Im Internet schrieb ein Fotograf aus Sachsen, er wäre seit 20 Jahren wegen einer schönen Aufnahme hinter der Königslibelle her ... bisher erfolglos. Kann ich jetzt verstehen, die Libelle ist sehr unruhig - und sehr beweglich.

 

Fotos und Text: Ulrich Kamp

 

 

 

Kiebitze

Die Kiebitze waren wieder da. Meine Frau und ich sind den kleinen Weg vom Storchennest zur Unterführung Richtung Dahlstr. gegangen, dabei wurden wir mehrere Male direkt angeflogen, daher relativ brauchbare Aufnahmen. Ich hatte den Verdacht, dass mindestens eine Brut in der Nähe des Weges im Möhrenfeld geplant war, weil die Vögel da oft auf der Erde saßen und uns offensichtlich verscheuchen wollten.
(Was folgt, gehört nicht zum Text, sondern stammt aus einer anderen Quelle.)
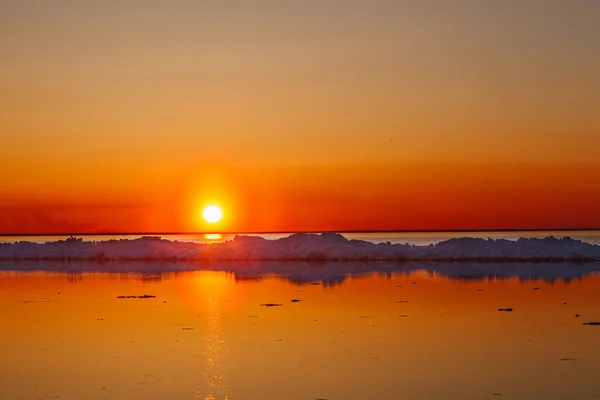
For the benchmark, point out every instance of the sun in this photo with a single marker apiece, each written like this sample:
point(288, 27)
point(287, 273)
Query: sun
point(212, 214)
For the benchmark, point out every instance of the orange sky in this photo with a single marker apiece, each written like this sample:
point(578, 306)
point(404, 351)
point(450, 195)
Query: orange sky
point(318, 115)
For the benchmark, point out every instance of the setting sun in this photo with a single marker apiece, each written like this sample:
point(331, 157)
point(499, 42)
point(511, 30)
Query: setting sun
point(212, 214)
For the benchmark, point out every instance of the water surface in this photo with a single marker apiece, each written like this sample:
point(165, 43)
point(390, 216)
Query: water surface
point(414, 334)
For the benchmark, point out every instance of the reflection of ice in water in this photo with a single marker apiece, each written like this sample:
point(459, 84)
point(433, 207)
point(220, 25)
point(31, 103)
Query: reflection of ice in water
point(215, 366)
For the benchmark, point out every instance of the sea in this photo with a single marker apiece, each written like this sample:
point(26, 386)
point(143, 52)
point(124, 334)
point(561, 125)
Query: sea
point(416, 238)
point(302, 331)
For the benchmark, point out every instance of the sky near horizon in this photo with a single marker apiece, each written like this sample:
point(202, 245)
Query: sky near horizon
point(299, 115)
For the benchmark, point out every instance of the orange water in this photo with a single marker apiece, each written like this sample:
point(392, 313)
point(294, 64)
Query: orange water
point(206, 336)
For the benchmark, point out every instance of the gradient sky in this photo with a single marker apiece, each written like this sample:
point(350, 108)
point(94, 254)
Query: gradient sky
point(299, 115)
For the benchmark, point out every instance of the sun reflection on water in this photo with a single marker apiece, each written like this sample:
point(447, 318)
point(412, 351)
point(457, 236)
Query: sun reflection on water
point(214, 350)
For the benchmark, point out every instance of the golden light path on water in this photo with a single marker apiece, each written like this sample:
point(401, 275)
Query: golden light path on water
point(213, 384)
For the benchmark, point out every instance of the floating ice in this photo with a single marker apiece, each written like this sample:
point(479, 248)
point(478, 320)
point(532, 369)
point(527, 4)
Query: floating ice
point(307, 247)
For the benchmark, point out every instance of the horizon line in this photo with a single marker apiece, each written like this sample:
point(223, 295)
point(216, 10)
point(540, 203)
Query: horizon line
point(174, 233)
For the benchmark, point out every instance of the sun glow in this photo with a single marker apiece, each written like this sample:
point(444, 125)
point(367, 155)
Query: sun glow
point(212, 214)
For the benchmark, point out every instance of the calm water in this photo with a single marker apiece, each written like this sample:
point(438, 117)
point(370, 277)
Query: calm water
point(420, 238)
point(429, 332)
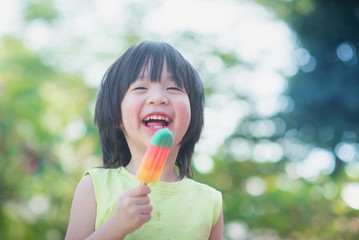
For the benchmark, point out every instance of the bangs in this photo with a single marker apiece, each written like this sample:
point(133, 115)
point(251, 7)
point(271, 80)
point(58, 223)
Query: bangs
point(152, 57)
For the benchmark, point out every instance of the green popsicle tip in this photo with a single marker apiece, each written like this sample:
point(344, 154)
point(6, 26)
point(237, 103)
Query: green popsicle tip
point(162, 138)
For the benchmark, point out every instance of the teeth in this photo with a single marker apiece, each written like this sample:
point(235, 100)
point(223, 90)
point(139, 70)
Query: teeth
point(156, 117)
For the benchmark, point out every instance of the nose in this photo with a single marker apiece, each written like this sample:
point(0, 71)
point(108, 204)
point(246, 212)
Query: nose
point(157, 97)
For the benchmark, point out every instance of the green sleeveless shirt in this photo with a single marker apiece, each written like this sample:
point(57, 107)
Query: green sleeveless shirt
point(181, 210)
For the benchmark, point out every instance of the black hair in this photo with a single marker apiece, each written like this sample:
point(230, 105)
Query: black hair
point(116, 81)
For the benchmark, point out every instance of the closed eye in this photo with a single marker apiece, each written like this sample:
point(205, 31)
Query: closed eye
point(139, 88)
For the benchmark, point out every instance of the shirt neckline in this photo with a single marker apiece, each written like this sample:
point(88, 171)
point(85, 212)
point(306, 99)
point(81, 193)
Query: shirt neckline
point(160, 185)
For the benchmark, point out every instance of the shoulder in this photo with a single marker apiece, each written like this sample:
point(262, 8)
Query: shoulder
point(202, 188)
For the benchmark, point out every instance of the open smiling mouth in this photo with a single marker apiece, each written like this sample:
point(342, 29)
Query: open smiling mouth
point(156, 121)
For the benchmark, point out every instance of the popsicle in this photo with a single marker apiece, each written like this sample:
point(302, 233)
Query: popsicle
point(155, 157)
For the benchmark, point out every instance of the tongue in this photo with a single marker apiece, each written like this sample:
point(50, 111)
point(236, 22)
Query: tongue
point(156, 123)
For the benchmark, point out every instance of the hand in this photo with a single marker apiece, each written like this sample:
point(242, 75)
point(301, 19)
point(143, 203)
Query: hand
point(133, 209)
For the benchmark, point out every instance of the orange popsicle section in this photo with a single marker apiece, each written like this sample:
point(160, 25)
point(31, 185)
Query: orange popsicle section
point(155, 157)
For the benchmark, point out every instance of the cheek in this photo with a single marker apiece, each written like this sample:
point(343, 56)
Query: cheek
point(184, 109)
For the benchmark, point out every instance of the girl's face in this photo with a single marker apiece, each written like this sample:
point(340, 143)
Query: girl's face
point(149, 106)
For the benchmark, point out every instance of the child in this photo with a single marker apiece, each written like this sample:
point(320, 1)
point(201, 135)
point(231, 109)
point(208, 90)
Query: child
point(151, 86)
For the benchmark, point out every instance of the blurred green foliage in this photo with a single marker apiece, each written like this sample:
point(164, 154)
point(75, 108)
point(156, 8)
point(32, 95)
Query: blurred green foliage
point(47, 136)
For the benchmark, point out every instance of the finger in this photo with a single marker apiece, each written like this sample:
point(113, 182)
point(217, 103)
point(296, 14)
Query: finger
point(145, 209)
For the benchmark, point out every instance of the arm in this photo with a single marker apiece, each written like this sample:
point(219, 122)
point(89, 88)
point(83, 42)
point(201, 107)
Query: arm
point(132, 211)
point(217, 229)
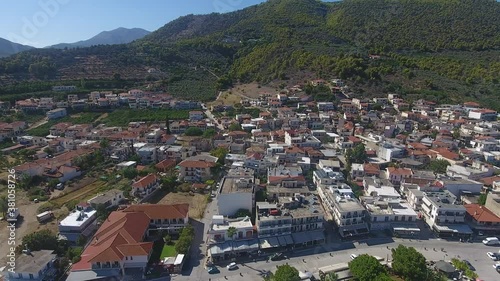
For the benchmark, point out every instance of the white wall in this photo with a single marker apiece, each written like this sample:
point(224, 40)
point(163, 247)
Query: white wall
point(229, 203)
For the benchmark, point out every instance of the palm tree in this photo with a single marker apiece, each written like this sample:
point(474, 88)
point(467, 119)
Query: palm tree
point(332, 276)
point(4, 206)
point(231, 231)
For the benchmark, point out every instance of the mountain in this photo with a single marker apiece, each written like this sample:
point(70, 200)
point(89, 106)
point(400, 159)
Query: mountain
point(441, 50)
point(116, 36)
point(8, 48)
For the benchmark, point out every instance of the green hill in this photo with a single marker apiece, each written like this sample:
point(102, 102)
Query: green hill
point(445, 50)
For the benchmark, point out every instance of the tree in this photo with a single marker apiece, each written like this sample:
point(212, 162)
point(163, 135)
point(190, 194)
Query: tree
point(438, 166)
point(40, 240)
point(209, 133)
point(193, 131)
point(235, 127)
point(220, 153)
point(409, 264)
point(482, 199)
point(332, 276)
point(285, 273)
point(366, 268)
point(461, 265)
point(231, 231)
point(4, 205)
point(130, 173)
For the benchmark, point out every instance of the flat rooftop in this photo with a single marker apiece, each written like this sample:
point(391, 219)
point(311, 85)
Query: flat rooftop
point(245, 223)
point(235, 185)
point(78, 218)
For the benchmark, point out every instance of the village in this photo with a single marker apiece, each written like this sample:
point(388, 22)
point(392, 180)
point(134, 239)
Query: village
point(255, 179)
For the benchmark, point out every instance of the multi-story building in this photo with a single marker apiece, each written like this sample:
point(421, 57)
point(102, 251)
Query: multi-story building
point(347, 212)
point(218, 231)
point(444, 214)
point(237, 192)
point(296, 220)
point(109, 199)
point(483, 114)
point(80, 222)
point(195, 170)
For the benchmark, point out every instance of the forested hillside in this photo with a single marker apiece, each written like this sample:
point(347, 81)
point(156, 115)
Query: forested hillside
point(446, 50)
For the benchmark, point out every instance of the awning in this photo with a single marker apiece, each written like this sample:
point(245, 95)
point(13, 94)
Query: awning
point(304, 237)
point(282, 241)
point(270, 242)
point(454, 228)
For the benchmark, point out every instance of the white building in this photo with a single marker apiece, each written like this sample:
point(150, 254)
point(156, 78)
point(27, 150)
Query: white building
point(444, 214)
point(218, 231)
point(56, 113)
point(80, 222)
point(238, 192)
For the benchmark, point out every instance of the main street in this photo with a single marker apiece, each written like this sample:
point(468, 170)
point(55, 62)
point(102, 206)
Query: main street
point(333, 252)
point(313, 258)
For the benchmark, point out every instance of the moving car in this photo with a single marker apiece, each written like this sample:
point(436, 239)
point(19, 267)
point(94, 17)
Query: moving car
point(492, 255)
point(277, 257)
point(471, 267)
point(232, 266)
point(213, 270)
point(491, 241)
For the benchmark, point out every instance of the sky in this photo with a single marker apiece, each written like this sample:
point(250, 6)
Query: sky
point(42, 23)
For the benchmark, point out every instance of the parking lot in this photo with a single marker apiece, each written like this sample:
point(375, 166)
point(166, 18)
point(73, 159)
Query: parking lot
point(314, 258)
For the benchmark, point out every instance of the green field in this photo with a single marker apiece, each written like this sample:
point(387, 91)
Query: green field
point(168, 251)
point(80, 118)
point(122, 117)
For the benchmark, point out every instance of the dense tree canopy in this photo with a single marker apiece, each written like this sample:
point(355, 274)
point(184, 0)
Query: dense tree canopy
point(285, 273)
point(409, 263)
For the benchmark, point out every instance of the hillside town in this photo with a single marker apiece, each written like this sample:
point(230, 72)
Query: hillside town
point(281, 175)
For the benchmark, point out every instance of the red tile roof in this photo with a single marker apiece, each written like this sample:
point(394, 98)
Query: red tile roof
point(399, 171)
point(196, 164)
point(119, 229)
point(155, 211)
point(145, 181)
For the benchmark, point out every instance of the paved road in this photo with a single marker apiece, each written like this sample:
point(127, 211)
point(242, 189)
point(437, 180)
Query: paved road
point(314, 258)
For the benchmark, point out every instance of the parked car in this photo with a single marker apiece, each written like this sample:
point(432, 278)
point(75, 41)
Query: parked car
point(213, 270)
point(471, 267)
point(277, 257)
point(492, 255)
point(497, 267)
point(232, 266)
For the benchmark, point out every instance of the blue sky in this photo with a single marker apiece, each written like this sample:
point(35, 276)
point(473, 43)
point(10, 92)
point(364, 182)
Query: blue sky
point(41, 23)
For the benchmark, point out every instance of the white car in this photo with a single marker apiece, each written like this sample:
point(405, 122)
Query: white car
point(232, 266)
point(492, 256)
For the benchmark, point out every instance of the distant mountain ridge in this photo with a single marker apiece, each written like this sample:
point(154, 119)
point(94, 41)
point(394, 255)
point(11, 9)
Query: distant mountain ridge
point(8, 48)
point(116, 36)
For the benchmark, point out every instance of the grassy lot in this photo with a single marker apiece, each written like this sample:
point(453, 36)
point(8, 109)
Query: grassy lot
point(80, 118)
point(168, 251)
point(79, 194)
point(197, 202)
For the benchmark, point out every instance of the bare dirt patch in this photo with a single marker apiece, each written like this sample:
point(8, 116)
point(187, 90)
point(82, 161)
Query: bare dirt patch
point(197, 202)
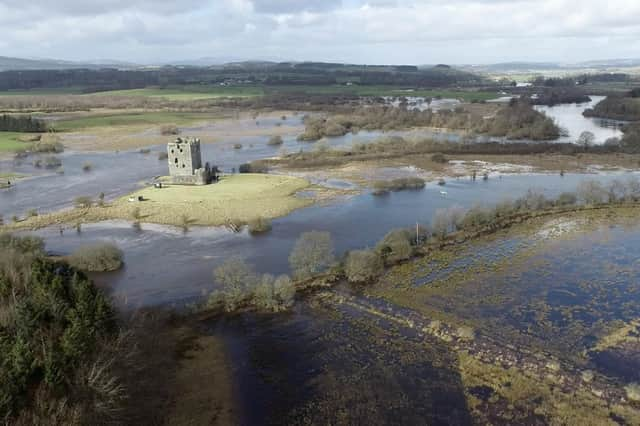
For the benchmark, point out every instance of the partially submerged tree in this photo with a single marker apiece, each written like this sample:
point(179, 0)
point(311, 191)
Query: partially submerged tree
point(236, 280)
point(395, 246)
point(100, 257)
point(363, 266)
point(311, 254)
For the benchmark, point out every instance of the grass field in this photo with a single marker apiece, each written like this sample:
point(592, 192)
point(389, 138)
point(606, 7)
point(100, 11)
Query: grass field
point(9, 141)
point(241, 197)
point(386, 91)
point(129, 118)
point(43, 92)
point(187, 93)
point(190, 93)
point(236, 198)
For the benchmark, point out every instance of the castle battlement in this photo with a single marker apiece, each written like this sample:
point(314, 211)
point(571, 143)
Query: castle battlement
point(185, 162)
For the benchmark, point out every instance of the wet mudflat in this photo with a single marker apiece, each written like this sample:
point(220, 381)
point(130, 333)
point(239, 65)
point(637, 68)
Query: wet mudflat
point(163, 265)
point(542, 330)
point(334, 366)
Eine gute Idee so in unmittelbarer Nähe des Storchennestes fand ich das aber nicht, weil die Störche diese Felder in ihrer Nähe ganz intensiv absuchen und bejagen. Vorgestern z. B. war es dann mit der Pracht vorbei, die Kiebitze waren nicht mehr zu sehen.

 

Ich habe vorgestern am Storchennest die Fotografin Martina Schurink mit Ehemann getroffen, unterwegs mit schwerem Gerät, Kamera und Sitzgelegenheiten. Da ich die Störche alle nicht mehr im Horst gesehen habe, dafür aber direkt am Bollerhof auf den Dächern der Scheunen, hatte ich einen Verdacht, den Martina Schurink bestätigte. Boller füttert mindestens abends massiv "zu". Das wollte sie aufnehmen. Mir war schon vorher nicht klar, wovon sich zwei erwachsene und vier sich demnächst auf die erste Reise gen Süden begebenden Jungstörche dort ernähren wollen, von daher gibt die Maßnahme zuzufüttern einen Sinn.

 

Ob das aber im Sinne des Naturschutzes ist, einen Storch mit dem Sitz anzulocken und dann zu füttern wie in einem Zoo, würde ich bezweifeln. Die Störche sind m. E. massiv abhängig von der Zufütterung durch den Mensch, zumindest wenn sie Jungvögel haben.